Endogenous endophthalmitis is an uncommon complication in the course of bacteraemia and tends to be devastating in terms of visual prognosis, with any delay in diagnosis being a further contributory factor. The microorganism penetrates the eyeball through the vessels of the posterior pole and, after crossing the blood/eye barrier, it spreads from the retina and choroid to the vitreous body and, finally, the anterior chamber. The sources of bacteraemia most commonly reported in the literature include intravascular catheters, endocarditis and, more rarely, liver abscesses, while Klebsiella pneumoniae (particularly strains of serotypes K1 and K2 carrying the magA gene associated with hypermucoviscosity in Asian series), Staphylococcus aureus and streptococci are the most common agents.1

Although Streptococcus pneumoniae has been described in some series as the fourth leading cause of endogenous endophthalmitis,1 bilateral involvement as a form of presentation of pneumococcal endocarditis is unusual. We searched the PubMed database (MeSH terms: “Streptococcus pneumoniae” or “pneumococcus” plus “endophthalmitis” plus “endocarditis”), and did a manual review of the list of references of the identified articles, revealing nine additional cases2–10 reported up to September 2018 (Table 1). There was a predominance of native valve endocarditis2–6,8–10 and in four patients (40%) other concurrent manifestations of invasive pneumococcal disease were associated, such as meningitis,2 pneumonia3,6 and visceral abscesses.9 The endophthalmitis was bilateral in half of the series.

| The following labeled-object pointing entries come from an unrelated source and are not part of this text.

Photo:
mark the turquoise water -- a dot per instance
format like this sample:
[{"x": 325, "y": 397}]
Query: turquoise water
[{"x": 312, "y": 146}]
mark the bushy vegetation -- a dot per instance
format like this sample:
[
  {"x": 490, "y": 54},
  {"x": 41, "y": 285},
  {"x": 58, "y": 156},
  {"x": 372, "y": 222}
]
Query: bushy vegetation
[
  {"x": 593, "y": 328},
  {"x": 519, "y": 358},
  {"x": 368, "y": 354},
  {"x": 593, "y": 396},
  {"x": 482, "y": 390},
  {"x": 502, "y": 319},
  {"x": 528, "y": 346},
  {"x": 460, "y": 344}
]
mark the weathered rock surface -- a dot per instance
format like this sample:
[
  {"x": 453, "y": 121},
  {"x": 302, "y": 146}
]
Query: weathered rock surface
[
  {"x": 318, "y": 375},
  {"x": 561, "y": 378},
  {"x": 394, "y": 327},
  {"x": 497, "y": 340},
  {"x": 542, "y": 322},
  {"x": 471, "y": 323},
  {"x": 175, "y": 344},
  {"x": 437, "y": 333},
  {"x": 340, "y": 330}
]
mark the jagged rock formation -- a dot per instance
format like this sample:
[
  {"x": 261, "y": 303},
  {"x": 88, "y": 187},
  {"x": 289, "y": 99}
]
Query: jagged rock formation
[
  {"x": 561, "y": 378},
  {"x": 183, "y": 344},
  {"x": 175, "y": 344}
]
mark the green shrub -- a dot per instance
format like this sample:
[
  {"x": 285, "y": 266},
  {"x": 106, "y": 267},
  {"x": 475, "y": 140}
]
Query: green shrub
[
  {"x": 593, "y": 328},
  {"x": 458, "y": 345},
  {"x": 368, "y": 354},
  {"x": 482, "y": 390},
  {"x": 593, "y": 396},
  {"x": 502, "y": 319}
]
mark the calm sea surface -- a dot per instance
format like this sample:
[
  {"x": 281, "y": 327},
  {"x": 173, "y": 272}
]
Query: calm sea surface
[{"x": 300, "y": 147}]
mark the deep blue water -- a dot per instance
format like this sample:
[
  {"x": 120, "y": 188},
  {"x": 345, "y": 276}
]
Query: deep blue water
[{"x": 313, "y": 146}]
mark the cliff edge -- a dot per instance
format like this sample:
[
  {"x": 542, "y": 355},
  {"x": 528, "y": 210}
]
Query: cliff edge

In six of the cases with available information (66.7%), intravitreal antibiotic treatment was administered,2–4,7,10 although the utility of this strategy in endogenous endophthalmitis is less established than in exogenous forms, probably due to the low incidence of the complication. For that reason, systemic treatment should include antibiotics with good penetration into the eyeball, such as linezolid or fluoroquinolones.7,8 Only two of the cases reviewed involved vitrectomy.2,4 However, vitrectomy should not be delayed in the forms caused by aggressive microorganisms such as S. aureus or K. pneumoniae.1 The outcomes were adverse in general terms, as two patients3,6 (in addition to our case) died, while among the survivors, there was only partial recovery in visual acuity in three of the 10 affected eyes.4,10

In conclusion, in a patient with bilateral endophthalmitis, an endogenous mechanism secondary to haematogenous spread from an extraocular focus should be considered. On rare occasions, pneumococcal endocarditis could constitute the underlying disease. The poor prognosis in terms of visual sequelae and the life-threatening nature of this disorder, demonstrated by our experience and in the review of the literature, means that a high degree of clinical suspicion is vital, followed by an aggressive diagnostic approach for early instigation of the appropriate systemic and intraocular treatment.